Martin Shaw, chair of the East Devon Alliance on Richard Foord MP Tiverton and Honiton
It’s over four months now since voters in the Tiverton and Honiton constituency elected Richard Foord, our first non-Conservative MP in a hundred years, in June’s by-election. A few days ago I went along to his well-attended open meeting in Axminster Guildhall, where residents, councillors and supporters from around the area came to hear his impressions of Westminster and to put their questions to him.
The first thing to say is that Richard is a breath of fresh air – a politician who actually answers questions and says when he doesn’t know the answer. Until May, when Neil Parish’s stupid behaviour threw away the Tories’ 24,000 majority, Richard had no idea that he would become our MP. Living in Uffculme, near Honiton, he was rooted in the local community, and has now taken on the concerns of the wider area in the same spirit.
Sadly, the issues which came out in the meeting were very familiar. Bus services between local towns are being cut, yet again. In villages on the A35, residents still can’t cross safely; National Highways is still reneging on a decade’s promises to install crossings. The prospects of EDDC’s ‘levelling-up’ bid for Seaton and Axminster are still completely hazy due to the chaos in government. And the community hospitals in Axminster, Honiton, Ottery St. Mary and Seaton, while saved by our protests from complete closure, still lack beds.
A reader has chided me to ‘stick to local issues’, but Richard Foord made clear that the Tories’ national mess affects everything. When he goes to meetings with ministers, it’s ‘a new bunch of amateurs every week’, often without a clue about the issues, barely listening to their civil servants’ advice, and more interested in ‘self-aggrandisement’ than action.
Most local issues are caused by national failures or need national changes to sort them out. South West Water is pouring effluent into our rivers because the government has failed to get a grip on the privatised water companies, which are diverting the profits from our water charges into excessive salaries and dividends. The Environment Agency is failing to stop farmers polluting our waterways, it was shown this week, because it is starved of funds.

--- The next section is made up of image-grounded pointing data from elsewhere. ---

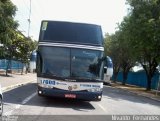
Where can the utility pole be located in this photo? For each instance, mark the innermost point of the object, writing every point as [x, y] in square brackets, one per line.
[29, 19]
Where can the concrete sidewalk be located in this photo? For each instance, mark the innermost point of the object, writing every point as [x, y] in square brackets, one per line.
[15, 80]
[138, 91]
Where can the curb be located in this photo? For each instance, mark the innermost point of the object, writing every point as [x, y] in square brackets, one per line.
[136, 93]
[139, 94]
[4, 89]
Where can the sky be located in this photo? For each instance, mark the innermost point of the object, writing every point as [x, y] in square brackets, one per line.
[106, 13]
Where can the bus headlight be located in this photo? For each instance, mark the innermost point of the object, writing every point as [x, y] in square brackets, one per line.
[95, 90]
[45, 86]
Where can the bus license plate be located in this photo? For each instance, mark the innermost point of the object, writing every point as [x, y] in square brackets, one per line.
[70, 96]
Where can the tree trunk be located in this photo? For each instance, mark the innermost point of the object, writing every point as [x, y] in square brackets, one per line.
[8, 65]
[125, 74]
[149, 78]
[115, 75]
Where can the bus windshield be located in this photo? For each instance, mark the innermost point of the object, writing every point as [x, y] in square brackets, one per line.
[71, 33]
[71, 62]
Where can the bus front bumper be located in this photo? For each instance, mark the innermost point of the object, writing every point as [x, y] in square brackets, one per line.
[82, 95]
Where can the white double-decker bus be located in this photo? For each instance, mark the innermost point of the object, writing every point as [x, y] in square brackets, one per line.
[70, 60]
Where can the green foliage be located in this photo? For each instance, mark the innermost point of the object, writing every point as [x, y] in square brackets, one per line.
[138, 38]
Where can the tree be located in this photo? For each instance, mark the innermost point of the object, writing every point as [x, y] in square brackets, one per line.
[7, 27]
[24, 48]
[145, 22]
[111, 45]
[126, 50]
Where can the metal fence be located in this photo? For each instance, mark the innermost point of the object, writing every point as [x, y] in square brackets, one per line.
[13, 65]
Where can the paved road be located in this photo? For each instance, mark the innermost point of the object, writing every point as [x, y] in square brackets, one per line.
[25, 101]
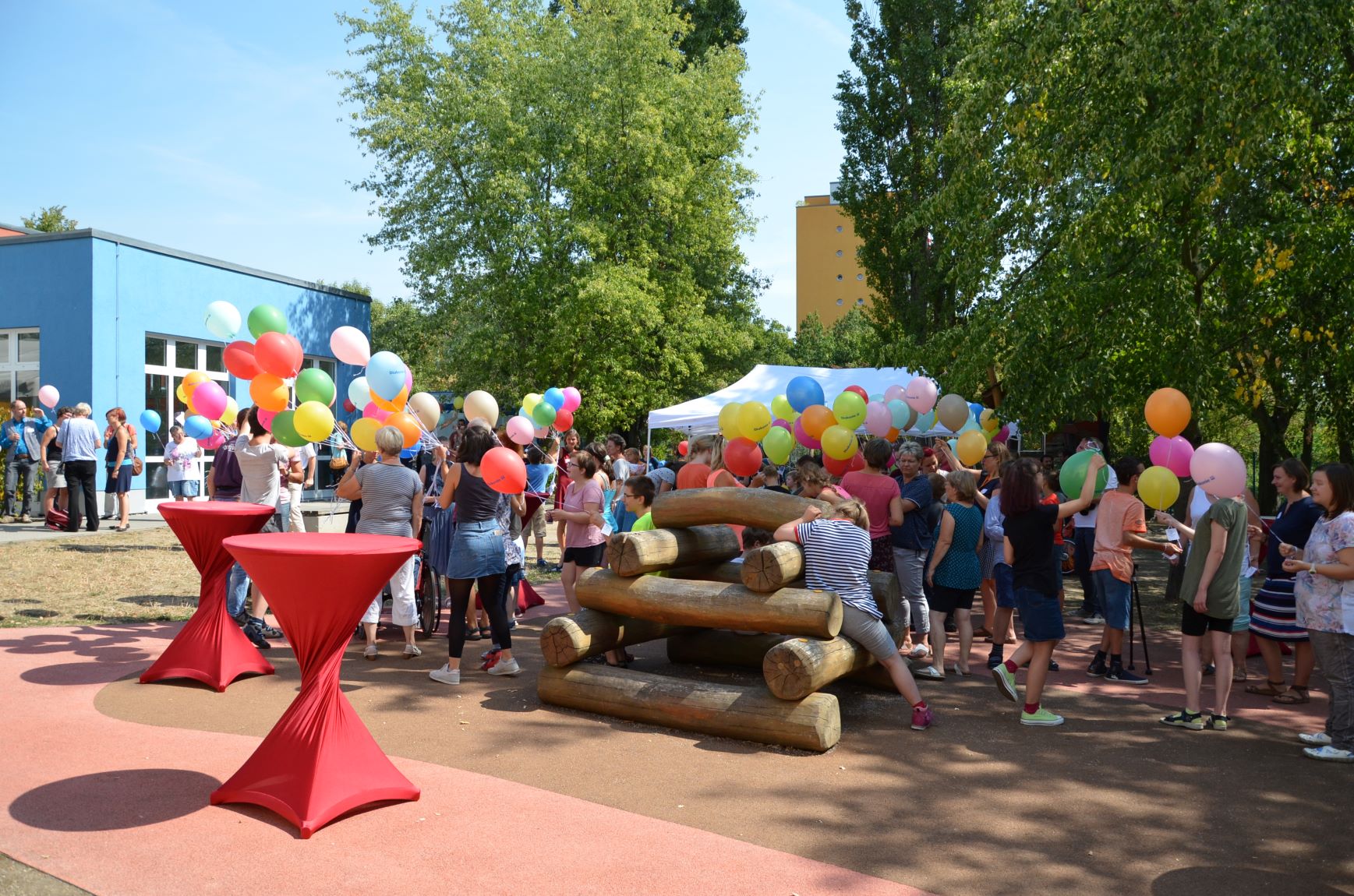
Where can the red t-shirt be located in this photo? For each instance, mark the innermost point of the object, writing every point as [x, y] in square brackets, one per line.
[876, 492]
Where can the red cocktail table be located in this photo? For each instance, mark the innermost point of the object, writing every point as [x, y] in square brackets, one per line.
[210, 647]
[319, 761]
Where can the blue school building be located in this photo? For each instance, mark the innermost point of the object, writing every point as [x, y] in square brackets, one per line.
[118, 323]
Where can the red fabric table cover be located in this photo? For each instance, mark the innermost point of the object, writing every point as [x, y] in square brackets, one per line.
[319, 761]
[210, 647]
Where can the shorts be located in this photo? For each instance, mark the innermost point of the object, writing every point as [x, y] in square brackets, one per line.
[119, 479]
[1194, 623]
[1116, 600]
[1041, 616]
[944, 600]
[1005, 577]
[585, 556]
[868, 633]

Richard returned repeatedly to the dire state of the South West Ambulance Service. Everyone is being put at risk by this scandal. Lives are also threatened by the inability of local hospitals to meet targets for the prompt referral and treatment of cancer cases. Tens of thousands of Devon people are suffering while they wait months or even years for surgery. The root cause of all of this is that for twelve years, the Tories have failed to raise NHS funding in line with the growing needs of the population.
The latest new prime minister, Rishi Sunak, even refused to smile for the cameras as he entered Downing Street, in order to signal his determination to take ‘tough decisions’. All I can say, from a Devon point of view, is that these decisions must not take real funding away from our NHS, local schools, or our desperately underfunded adults’ and children’s social care, the escalating costs of which threaten the solvency of our county council.
I say ‘real’ funding because the government will make severe cuts merely by not uprating spending in line with inflation. Sunak is also threatening to use this trick to reduce the value of pensions and benefits. When he was chancellor last year, our billionaire prime minister stole £20 a week from claimants. It will be outrageous if he takes a further £10 a week by refusing to give them a proper inflation rise, or undoes the ‘triple lock’ on state pensions that his party’s manifesto and Liz Truss both pledged to honour.
People are going without food, without heating, without electricity. ‘Tough decisions’ should target those who can afford them, not the vulnerable and public services.